A critical flaw that is staggeringly serious has been uncovered by security researchers at Zimperium zLabs. A flaw which is reportedly the worst ever uncovered as an Android bug, according to a report in Forbes.
“All (Android) devices should be assumed to be vulnerable,” said Joshua Drake, vice president of platform research and exploitation at Zimperium while communicating to Forbes.
A clear threat
Drake warned that a simple multimedia text could trigger an attack wherein phones automatically parse the attack code even before the text is opened or viewed. This makes the exploit particularly dangerous in their stealth state, giving mobile users little or no chance to defend their data against such an attack.
“This happens even before the sound that you’ve received a message has even occurred,” Drake says, before adding: “That’s what makes it so dangerous. [It] could be absolutely silent. You may not even see anything.”
The researchers at Zimperium discovered that the flaw fundamentally exists in the default media playback tool built into the Android system, called Stagefright.
Stagefright, set to fright
Drake had reported the bugs to Google earlier this year in April. He even sent his patches over to Google in order to fix the bug(s).
“Basically, within 48 hours I had an email telling me that they had accepted all of the patches I sent them, which was great,” Drake told NPR. “You know, that’s a very good feeling.”
Google has already created patches to fix the vulnerability and has sent out patches to vendors and manufacturers. However, fixes and patches haven’t been rolled out by the hardware companies yet and this leaves nearly all Android devices vulnerable, according to Drake.
Here’s how a potential hack could work:
- Attackers could create a text or a short multimedia video embedded into a text along with hidden malware in it before texting it to your number.
- The automatic ‘parsing’ happens now. In other words, the default SMS application instantly processes the embedded video to keep them instantly accessible at a trigger’s notice in the phone’s memory. The malware is now embedded into the phone.

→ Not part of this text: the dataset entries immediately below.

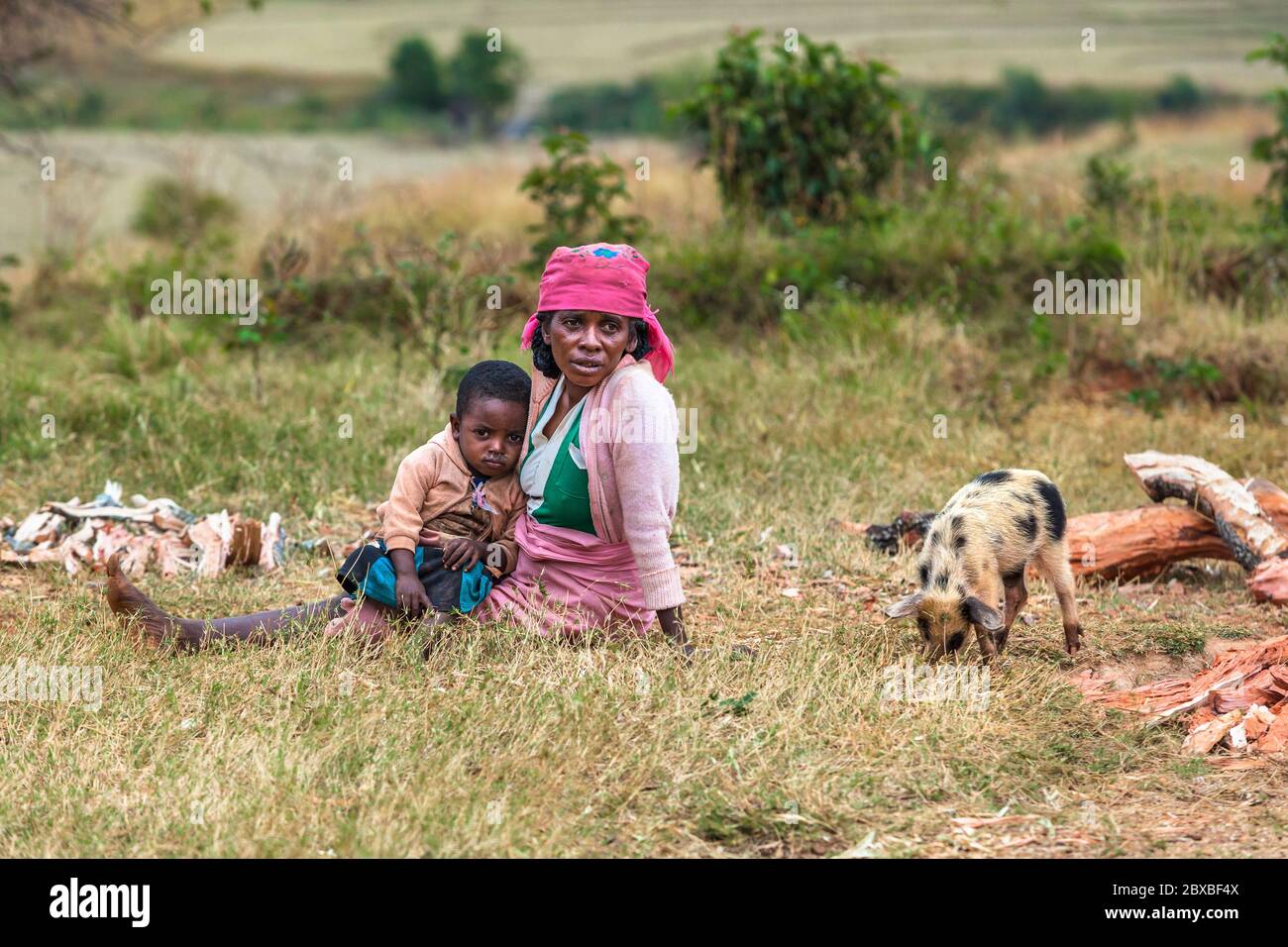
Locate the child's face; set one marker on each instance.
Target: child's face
(489, 434)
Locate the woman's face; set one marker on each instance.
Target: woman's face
(587, 346)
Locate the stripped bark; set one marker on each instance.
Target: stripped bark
(1239, 519)
(1141, 543)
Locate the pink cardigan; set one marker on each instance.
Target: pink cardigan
(629, 433)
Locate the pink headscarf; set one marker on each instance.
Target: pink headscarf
(603, 277)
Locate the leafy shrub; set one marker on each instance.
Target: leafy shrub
(645, 106)
(1111, 184)
(800, 134)
(178, 210)
(578, 193)
(1273, 147)
(417, 78)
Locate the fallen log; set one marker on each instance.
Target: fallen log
(1239, 519)
(1140, 543)
(1271, 500)
(906, 531)
(1119, 544)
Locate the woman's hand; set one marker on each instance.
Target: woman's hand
(673, 624)
(408, 591)
(463, 553)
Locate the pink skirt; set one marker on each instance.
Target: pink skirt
(568, 581)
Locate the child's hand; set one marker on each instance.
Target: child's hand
(411, 595)
(463, 553)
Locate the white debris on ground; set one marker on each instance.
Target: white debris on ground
(150, 532)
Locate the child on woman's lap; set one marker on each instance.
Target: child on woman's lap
(458, 492)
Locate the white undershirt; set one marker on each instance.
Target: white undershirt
(544, 451)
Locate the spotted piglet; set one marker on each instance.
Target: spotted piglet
(973, 561)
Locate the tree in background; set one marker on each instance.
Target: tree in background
(576, 193)
(417, 77)
(483, 80)
(800, 134)
(1273, 147)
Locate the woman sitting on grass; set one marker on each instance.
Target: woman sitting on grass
(600, 470)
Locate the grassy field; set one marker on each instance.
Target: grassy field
(1137, 43)
(502, 745)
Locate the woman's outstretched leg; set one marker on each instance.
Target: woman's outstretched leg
(159, 626)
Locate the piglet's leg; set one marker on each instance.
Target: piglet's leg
(988, 646)
(1054, 565)
(1017, 594)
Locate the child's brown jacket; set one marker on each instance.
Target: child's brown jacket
(433, 480)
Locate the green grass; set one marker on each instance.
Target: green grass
(500, 744)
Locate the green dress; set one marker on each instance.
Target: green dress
(566, 496)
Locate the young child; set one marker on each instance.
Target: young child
(460, 488)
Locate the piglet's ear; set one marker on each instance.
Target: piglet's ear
(906, 605)
(987, 617)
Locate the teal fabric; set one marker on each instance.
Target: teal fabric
(381, 579)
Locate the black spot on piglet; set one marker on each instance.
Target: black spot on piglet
(1028, 525)
(995, 476)
(1054, 502)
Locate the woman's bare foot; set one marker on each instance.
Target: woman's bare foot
(137, 609)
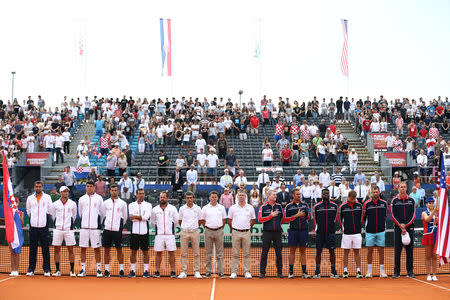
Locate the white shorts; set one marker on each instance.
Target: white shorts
(68, 236)
(92, 235)
(164, 240)
(351, 241)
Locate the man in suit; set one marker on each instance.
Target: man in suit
(283, 197)
(177, 180)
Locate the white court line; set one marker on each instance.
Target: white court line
(432, 284)
(7, 279)
(213, 289)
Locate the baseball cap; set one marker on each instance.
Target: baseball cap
(63, 188)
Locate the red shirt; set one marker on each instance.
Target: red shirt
(332, 128)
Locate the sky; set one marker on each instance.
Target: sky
(396, 48)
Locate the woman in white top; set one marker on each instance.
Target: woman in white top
(83, 161)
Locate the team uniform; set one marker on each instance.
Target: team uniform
(325, 214)
(139, 231)
(403, 211)
(298, 227)
(63, 214)
(350, 219)
(164, 222)
(90, 209)
(374, 217)
(271, 233)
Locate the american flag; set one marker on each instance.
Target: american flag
(344, 57)
(443, 236)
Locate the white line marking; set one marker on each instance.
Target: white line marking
(7, 279)
(213, 289)
(435, 285)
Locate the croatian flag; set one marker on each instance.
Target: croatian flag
(442, 247)
(166, 46)
(13, 225)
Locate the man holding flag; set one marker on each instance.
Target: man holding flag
(13, 220)
(442, 248)
(38, 207)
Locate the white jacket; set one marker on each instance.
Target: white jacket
(143, 210)
(38, 210)
(90, 209)
(63, 214)
(165, 220)
(115, 214)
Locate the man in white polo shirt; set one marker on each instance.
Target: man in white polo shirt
(241, 218)
(213, 220)
(116, 214)
(140, 212)
(64, 213)
(164, 219)
(90, 209)
(189, 220)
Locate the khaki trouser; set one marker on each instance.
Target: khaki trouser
(237, 239)
(194, 237)
(214, 237)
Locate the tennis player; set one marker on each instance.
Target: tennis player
(297, 215)
(325, 213)
(164, 219)
(213, 219)
(403, 212)
(241, 218)
(90, 209)
(430, 221)
(350, 219)
(115, 212)
(38, 207)
(64, 213)
(375, 212)
(140, 212)
(271, 216)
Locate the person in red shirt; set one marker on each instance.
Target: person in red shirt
(254, 122)
(412, 129)
(366, 125)
(332, 127)
(286, 155)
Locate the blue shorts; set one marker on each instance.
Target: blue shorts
(326, 240)
(212, 171)
(297, 238)
(375, 239)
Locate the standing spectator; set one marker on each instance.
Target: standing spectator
(100, 186)
(192, 179)
(267, 156)
(241, 218)
(213, 219)
(190, 216)
(271, 217)
(38, 206)
(403, 212)
(163, 164)
(212, 162)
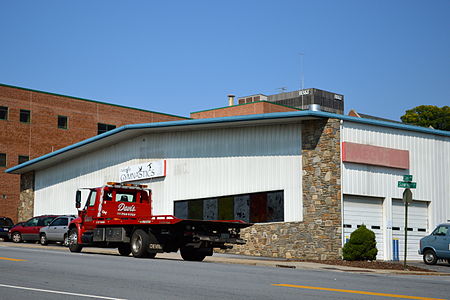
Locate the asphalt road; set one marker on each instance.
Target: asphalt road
(27, 273)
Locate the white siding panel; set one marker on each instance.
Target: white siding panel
(200, 164)
(429, 165)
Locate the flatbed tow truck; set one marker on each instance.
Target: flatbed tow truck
(119, 215)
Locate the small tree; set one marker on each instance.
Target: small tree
(361, 246)
(428, 115)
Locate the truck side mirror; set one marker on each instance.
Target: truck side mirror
(78, 199)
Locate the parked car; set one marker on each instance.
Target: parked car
(436, 245)
(5, 225)
(29, 230)
(56, 231)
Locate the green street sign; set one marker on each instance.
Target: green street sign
(407, 185)
(407, 178)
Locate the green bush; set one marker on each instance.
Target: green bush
(361, 246)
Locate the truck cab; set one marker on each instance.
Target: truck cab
(436, 245)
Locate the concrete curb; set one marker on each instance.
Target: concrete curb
(235, 259)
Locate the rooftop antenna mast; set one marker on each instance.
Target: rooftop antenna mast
(282, 89)
(302, 76)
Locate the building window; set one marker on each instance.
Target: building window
(3, 113)
(255, 208)
(25, 116)
(23, 158)
(62, 122)
(102, 128)
(2, 160)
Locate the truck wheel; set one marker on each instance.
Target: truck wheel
(139, 243)
(429, 257)
(16, 237)
(73, 241)
(43, 239)
(124, 249)
(191, 254)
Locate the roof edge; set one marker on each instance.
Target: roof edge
(223, 107)
(268, 116)
(89, 100)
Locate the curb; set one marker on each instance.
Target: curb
(264, 262)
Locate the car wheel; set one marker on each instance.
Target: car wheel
(429, 257)
(66, 241)
(124, 249)
(16, 237)
(43, 239)
(139, 243)
(191, 254)
(73, 241)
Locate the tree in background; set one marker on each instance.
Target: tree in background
(428, 115)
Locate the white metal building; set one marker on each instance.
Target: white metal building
(239, 158)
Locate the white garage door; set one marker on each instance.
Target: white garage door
(417, 226)
(367, 211)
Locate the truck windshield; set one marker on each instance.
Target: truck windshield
(125, 197)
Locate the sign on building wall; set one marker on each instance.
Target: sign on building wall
(146, 170)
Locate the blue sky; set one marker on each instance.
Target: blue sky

- From this, the malicious hacker or attacker could potentially take complete control over the phone.
Such a comprehensive hack would allow the attacker to:
- Copy data including emails, texts, stored credit card data and encrypted passwords.
- Take control of the microphone on the phone to record every conversation.
- Take control of the camera on the phone to monitor every move.
Hardware manufacturers are expected to take the vulnerability seriously and roll out the patches soon, according to security researchers. We’ll keep you updated on this developing story.